73 human clots and six test mixtures consisting of water-based solutions of eosin Y disodium salt, sodium chloride, iomeprol and pure water were measured with the DL-CT (IQon Spectral CT, Philips Healthcare, Best, The Netherlands). The test mixtures were fixated and positioned using a suitable holder. This allows all test specimens to be measured simultaneously. The clots were measured using a holder suitable for these specimens (Fig.1b). This holder allows two clots specimens to be measured simultaneously. All specimens were placed as centrally as possible with respect to the gantry for measurement. Each scan was performed with a tube voltage of 120 kVp and an exposure of 500 mAs. The results of the front and rear detector layer were then used by the manufacturer’s internal software (IQon—Spectral CT powered by iPatient v4.7.5.43531) to calculate spectral information, which is stored as a spectral base images (SBI). The CT dose index (CTDI\(_{vol}\)) per scan calculated by the scanner was 85.9mGy for every specimen and resulted in a mean dose length product (DLP) of 215 mGy cm for the clots and 4766.5mGy cm for the test specimens. The Image matrix of 512 × 512 pixel, pitch of 0.328 s, rotation time of 0.75 s and a detector configuration of 64 × 0.625 mm was used for all specimens.

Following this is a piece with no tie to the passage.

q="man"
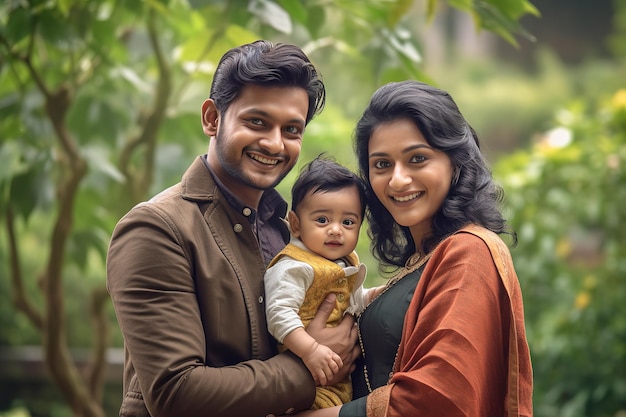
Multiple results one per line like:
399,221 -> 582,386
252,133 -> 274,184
107,41 -> 358,417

Reconstruction of SBI using projection data from the front and rear detector slices, a Brain Sharp (UC) filter, spectral plane 2, and an axial slice thickness of 0.8 mm was performed using Philips internal software (IQon—Spectral CT powered by iPatient v4.7.5.43531). The MonoE images at 50 keV and 200 keV, important for this study, were mathematically calculated using the SBI and the manufacturer-specific software (Intelli Space Portal v.9.0.1, Philips Healthcare, The Netherlands). Due to the mathematical determination of these images, they are so called virtual monoE images created in Hounsfield Units (HU).

Postprocessing

After the CT image acquisition, the data was loaded into a desktop software (3D slicer image computing platform)40. The region of interest (ROI) was then segmented using the available tools and the mean attenuation for the virtual monoE images was generated for the voxels considered. In addition, the clinically relevant HU value was normalized to the physical relevant value with Eq. (10).

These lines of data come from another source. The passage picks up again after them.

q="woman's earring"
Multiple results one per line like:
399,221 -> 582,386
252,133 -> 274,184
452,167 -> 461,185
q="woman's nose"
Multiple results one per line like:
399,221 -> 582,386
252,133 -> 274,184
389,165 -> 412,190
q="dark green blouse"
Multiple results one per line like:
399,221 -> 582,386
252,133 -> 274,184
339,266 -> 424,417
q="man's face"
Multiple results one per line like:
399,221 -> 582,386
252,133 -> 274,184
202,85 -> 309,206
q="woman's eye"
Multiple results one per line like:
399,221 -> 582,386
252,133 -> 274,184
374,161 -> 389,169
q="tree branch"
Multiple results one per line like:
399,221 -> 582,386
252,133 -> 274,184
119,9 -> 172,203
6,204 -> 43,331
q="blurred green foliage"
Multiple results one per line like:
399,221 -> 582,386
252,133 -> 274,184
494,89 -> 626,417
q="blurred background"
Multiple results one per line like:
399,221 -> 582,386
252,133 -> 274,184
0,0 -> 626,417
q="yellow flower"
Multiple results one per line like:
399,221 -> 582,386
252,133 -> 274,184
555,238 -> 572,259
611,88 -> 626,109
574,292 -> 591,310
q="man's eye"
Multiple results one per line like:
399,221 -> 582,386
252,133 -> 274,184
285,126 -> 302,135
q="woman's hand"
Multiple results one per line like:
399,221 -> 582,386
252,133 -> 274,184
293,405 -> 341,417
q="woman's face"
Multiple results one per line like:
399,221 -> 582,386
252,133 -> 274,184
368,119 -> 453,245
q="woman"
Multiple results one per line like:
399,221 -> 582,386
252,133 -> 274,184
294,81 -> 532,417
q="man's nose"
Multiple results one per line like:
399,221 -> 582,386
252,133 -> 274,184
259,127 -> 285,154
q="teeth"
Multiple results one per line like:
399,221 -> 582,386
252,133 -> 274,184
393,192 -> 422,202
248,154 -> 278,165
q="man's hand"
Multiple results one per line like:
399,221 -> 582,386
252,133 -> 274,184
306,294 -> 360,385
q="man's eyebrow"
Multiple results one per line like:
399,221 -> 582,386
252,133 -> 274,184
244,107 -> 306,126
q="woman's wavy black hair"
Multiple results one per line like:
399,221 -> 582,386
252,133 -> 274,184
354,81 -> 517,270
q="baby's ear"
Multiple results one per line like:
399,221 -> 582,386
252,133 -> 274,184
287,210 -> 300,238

$$\begin{aligned} \mu (E) = \frac{HU(E)\cdot \mu _{water}(E)}{1000[HU]}+\mu _{water}(E) \end{aligned}$$
(10)

Implementation

The algorithm was implemented on python and executed with Ipython (version 3.7)41. For the visual representation the package matplotlib.pyplot was used and for general mathematical implementation the package NumPy42,43.

Ethical approval

This retrospective study was approved by the Ethics Committee of the Technical University of Munich. Due to the retrospective nature of the study, the Ethics Committee assumes that all data and thrombi of the patients to be included are already available. Therefore written informed consent was waived by the Ethics Committee of the Technical University of Munich for this retrospective analysis. All experiments were performed in accordance with the relevant guidelines and regulations.